Updated by Eregon (Benoit Daloze) about 8 hours ago
The whole concept of "void value expression" is also weird in Ruby, where every expression/statement has a value, so I think it feels like something that doesn't belong to Ruby.
It probably only triggers for pretty broken code, and even then not emitting the error or warning would result in correct execution, just some dead code (the assignment) would always be not executed.
Dead code can't be detected easily in Ruby, so why bother for such a narrow case that probably no one runs into?
Updated by Earlopain (Earlopain _) about 8 hours ago
ยท Edited
In prism, that whole check fits in about 130 lines: https://github.com/ruby/prism/blob/2ecd49dfeea1d0b00c3af609be82dd488d25c7f3/src/prism.c#L1027-L1166. Looking at that function, probably it would not be very difficult for prism to support this new behaviour.
Not so much complexity, but the runtime cost is there of course (I haven't measured it, I just know it's not zero).
I do believe this check has value. Consider return 1 and 2, which it currently rejects and also highlights that because of and precedence this basically becomes (return 1) and 2. That said, the cases here are certainly contrived.
Updated by mame (Yusuke Endoh) about 7 hours ago
Eregon (Benoit Daloze) wrote in #note-1:
This check is getting more and more complicated and I wonder of the value of having it.

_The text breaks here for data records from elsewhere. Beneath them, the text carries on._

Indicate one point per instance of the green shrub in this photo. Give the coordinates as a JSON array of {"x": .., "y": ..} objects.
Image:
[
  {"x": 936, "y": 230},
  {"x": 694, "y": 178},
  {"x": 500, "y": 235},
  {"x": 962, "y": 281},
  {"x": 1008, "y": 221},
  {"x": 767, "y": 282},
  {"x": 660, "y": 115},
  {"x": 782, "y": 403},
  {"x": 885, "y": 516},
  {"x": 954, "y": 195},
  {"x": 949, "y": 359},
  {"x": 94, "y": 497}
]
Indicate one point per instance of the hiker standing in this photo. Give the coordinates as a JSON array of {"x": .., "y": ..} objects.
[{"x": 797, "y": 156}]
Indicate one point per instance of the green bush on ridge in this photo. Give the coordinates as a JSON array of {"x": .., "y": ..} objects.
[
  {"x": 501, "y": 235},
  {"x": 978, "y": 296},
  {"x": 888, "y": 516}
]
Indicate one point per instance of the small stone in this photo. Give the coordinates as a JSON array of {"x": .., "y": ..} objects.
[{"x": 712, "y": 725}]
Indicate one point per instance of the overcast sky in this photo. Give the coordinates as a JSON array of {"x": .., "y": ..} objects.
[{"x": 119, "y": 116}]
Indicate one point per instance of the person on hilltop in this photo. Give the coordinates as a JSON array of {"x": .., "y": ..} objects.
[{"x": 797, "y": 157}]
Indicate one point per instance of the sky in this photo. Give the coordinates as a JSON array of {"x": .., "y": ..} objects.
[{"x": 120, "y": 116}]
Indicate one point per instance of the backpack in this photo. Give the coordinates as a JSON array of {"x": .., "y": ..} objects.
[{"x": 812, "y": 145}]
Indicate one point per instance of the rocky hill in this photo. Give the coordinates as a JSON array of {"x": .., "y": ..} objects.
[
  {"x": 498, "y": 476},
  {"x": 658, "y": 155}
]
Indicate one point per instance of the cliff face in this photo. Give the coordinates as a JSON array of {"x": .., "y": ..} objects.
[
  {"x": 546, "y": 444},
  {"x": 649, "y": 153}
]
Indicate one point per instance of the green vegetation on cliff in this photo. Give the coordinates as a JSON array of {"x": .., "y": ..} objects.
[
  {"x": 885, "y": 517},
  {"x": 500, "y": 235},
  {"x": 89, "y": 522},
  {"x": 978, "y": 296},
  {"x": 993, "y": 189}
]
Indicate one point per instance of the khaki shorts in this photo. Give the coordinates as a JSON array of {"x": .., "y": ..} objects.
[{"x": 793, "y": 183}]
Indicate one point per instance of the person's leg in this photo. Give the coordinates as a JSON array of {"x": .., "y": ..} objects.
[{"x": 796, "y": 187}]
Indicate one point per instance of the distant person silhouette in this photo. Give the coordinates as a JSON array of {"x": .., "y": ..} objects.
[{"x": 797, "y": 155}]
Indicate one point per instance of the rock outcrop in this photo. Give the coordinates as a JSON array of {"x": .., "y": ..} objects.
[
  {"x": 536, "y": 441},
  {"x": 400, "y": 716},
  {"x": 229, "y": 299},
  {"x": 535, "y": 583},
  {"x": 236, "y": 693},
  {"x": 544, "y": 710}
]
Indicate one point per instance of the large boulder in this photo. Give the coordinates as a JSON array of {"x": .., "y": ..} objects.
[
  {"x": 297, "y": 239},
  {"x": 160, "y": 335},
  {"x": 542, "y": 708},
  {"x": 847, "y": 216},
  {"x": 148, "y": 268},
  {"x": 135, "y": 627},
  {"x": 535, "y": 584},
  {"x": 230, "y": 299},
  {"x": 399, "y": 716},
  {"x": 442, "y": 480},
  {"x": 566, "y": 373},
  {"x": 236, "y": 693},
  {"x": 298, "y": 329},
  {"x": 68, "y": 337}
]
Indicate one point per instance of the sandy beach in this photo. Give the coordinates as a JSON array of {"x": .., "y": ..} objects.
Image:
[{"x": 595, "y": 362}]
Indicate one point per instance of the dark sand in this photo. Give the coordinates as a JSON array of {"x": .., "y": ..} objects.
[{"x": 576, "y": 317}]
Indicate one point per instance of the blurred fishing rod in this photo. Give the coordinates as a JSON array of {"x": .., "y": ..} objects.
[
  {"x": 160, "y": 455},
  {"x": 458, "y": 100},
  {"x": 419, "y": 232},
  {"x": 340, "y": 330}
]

IMO, the current is indeed complicated because it is inconsistent. I think the new behavior is consistent and thus simpler. At least it's explainable. I am a bit concerned about compatibility, though.
Earlopain (Earlopain _) wrote in #note-3:
In prism, that whole check fits in about 130 lines
As an aside, I noticed this inconsistency when Coverity Scan, a static analyzer for C, pointed out that the following branch in Prism was dead code:
https://github.com/ruby/prism/blob/2ecd49dfeea1d0b00c3af609be82dd488d25c7f3/src/prism.c#L1075-L1077
At line 1067, void_node = vn is executed (and vn is guaranteed to be non-NULL on the line above), so it's impossible for void_node to be NULL at line 1075. Thus, it is indeed dead code.
To remove the dead code, I started writing some test codes, and found these various inconsistencies. Incidentally, it wasn't a bug in Prism, but rather the result of perfectly replicating the inconsistent behavior in parse.y.